A new investment fund has been created to help Cambridge University start-ups commercialise their innovations and take them from lab to market.

Cambridge Innovation Capital (CIC) plans to invest £50 million in promising university spin-outs and other early stage technology companies over the next three years.

Those behind CIC say the fund has been set up with the help of Cambridge University to provide long-term finance that will help Cambridge spin-out companies across the so-called 'valley of death', the crucial moment when a company requires significant investment to grow.

“Many good companies have to spend too much time fundraising, leaving them with less time to focus on running their business,” said Edward Benthall, CIC’s non-executive chairman. “CIC will work with angel and other long-term investors to bring innovative technologies to market and help build world-class businesses.”

The lead investors in the fund are Invesco Perpetual and Lansdowne Partners, with further capital provided by the Cambridge University Endowment Fund, ARM Holdings and IP Group.

“The university benefits society through the pursuit, dissemination, and application of knowledge. Today we are furthering that mission by partnering with experienced investors, innovators and managers to help the early stage technology companies of today become the great businesses of tomorrow,” said Cambridge University vice-chancellor, Sir Leszek Borysiewicz.

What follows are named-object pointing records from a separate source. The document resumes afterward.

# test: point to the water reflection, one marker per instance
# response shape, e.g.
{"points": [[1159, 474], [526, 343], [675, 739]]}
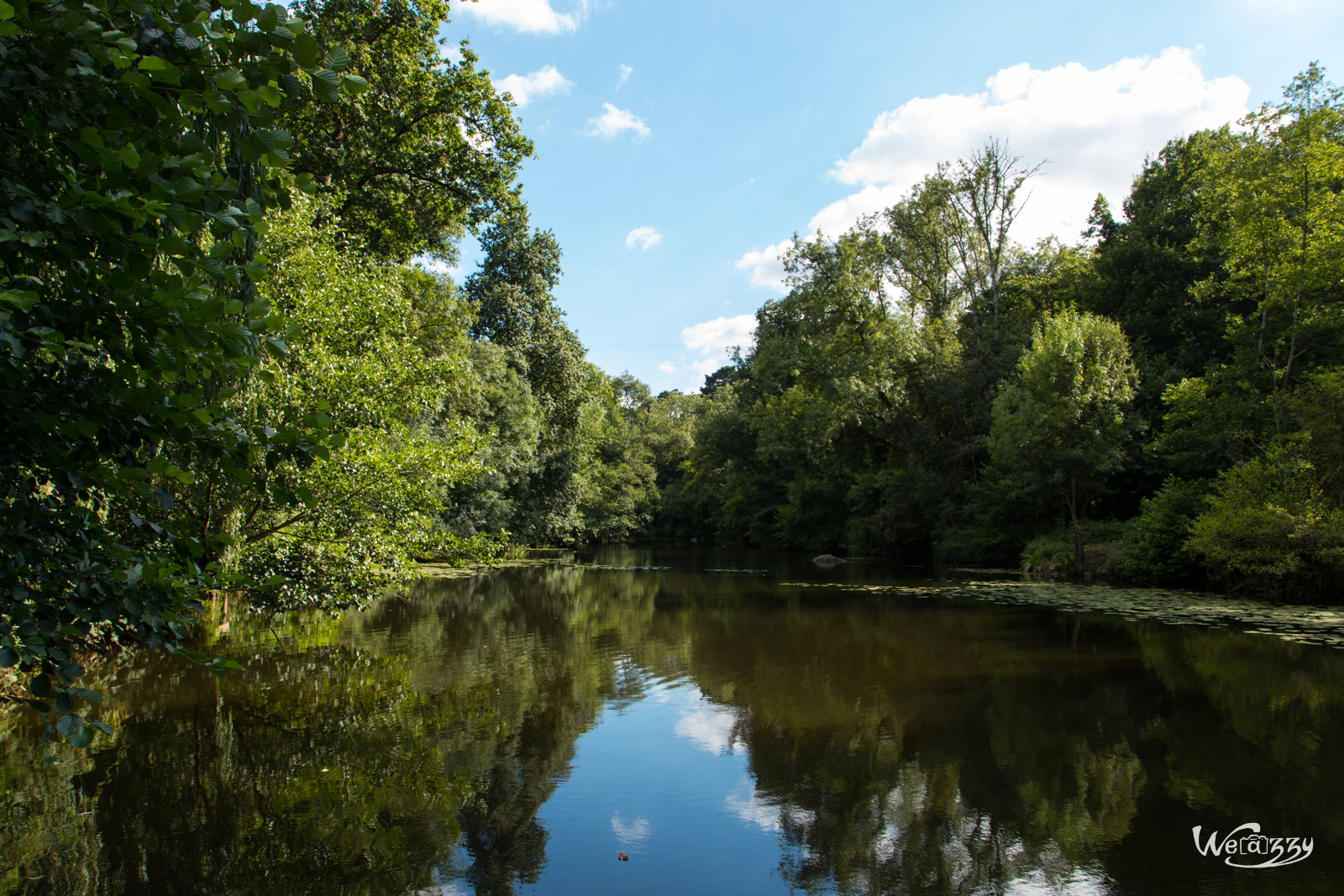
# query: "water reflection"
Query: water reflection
{"points": [[510, 732]]}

“With the launch of CIC, the university and our co-investors are taking an important step in supporting the continued economic growth of the region and the country,” added Borysiewicz. 

Cambridge University will also support CIC through its commercialisation arm, Cambridge Enterprise.

Cambridge vs Tech City

While the area around London’s Old Street Roundabout is proving to be very popular with tech start-ups, some argue that Cambridge is the real centre for UK technology due to the number of large tech companies it has spawned, including Autonomy and ARM Holdings. 

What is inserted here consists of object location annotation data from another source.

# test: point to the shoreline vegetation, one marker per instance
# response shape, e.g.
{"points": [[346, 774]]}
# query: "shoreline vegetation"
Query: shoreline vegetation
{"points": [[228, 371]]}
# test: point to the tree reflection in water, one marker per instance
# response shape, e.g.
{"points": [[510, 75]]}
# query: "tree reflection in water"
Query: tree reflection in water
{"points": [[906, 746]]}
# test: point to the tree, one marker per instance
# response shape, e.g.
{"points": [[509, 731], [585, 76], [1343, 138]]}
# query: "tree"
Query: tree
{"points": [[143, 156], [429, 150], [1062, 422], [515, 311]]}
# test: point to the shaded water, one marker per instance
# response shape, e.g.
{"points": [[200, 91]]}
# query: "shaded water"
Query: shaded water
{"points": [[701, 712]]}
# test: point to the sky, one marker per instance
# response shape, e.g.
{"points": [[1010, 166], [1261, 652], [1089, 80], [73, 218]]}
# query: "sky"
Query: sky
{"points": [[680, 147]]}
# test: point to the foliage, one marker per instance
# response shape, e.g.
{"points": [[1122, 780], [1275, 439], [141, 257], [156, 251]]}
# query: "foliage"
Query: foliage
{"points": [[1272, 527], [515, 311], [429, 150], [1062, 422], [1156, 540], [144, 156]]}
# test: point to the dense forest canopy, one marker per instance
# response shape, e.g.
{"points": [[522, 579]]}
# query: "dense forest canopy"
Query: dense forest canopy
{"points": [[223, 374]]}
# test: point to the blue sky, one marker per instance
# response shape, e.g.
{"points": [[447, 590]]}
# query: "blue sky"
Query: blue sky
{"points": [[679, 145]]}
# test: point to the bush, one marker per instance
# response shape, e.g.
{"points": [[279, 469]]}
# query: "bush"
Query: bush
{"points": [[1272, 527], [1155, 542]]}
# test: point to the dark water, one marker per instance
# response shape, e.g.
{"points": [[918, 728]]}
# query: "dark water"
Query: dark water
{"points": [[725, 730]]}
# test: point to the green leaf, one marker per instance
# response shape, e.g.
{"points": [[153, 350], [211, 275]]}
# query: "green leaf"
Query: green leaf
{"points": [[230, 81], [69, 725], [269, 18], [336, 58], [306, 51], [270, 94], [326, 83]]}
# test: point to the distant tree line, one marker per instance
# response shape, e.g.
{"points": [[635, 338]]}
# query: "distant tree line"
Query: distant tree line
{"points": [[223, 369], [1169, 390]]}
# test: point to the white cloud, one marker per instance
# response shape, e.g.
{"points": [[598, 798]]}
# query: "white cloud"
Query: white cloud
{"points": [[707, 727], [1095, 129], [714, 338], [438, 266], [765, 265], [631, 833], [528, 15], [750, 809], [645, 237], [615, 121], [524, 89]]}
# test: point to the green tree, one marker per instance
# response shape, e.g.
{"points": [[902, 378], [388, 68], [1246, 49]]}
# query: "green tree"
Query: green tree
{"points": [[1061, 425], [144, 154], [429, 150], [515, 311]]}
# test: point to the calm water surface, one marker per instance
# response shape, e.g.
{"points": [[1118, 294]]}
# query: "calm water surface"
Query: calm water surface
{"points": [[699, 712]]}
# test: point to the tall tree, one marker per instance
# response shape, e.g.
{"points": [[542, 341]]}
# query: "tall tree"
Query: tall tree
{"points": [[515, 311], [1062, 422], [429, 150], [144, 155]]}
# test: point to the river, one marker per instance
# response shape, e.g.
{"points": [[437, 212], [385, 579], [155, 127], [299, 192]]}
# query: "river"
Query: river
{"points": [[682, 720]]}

Mike Lynch, the founder of Autonomy, recently set up his own technology fund in the form of Invoke Capital. Last month the company announced that it was making its first investment in a Cambridge-based cyber security start-up called Darktrace, in a testimony that further supports the Cambridge technology scene. 

Cambridge software start-up RealVNC is tipped to become the UK’s next billion dollar technology company and won the prestigious Royal Academy of Engineering MacRobert Award earlier this year.

RealVNC’s software allows computer, smartphone, and other device users to remotely take control of another device from anywhere in the world. This means IT workers can solve problems on people’s computers or smartphones without having to leave their own desk, for example.

“Tech City is a new kid on the block, with nothing significant to show yet, and with no emphasis on core technology,” RealVNC founder and CEO Andy Carter told Techworld.

“RealVNC is part of the Cambridge Cluster. This has been going for 60 years or more, has 1,500 high-tech companies, 12 billion dollar turnover companies, and 50,000 high-tech jobs. It is the most significant technology cluster in Europe. There are plenty of companies who are going for the big-time and who are not interested in acquisition."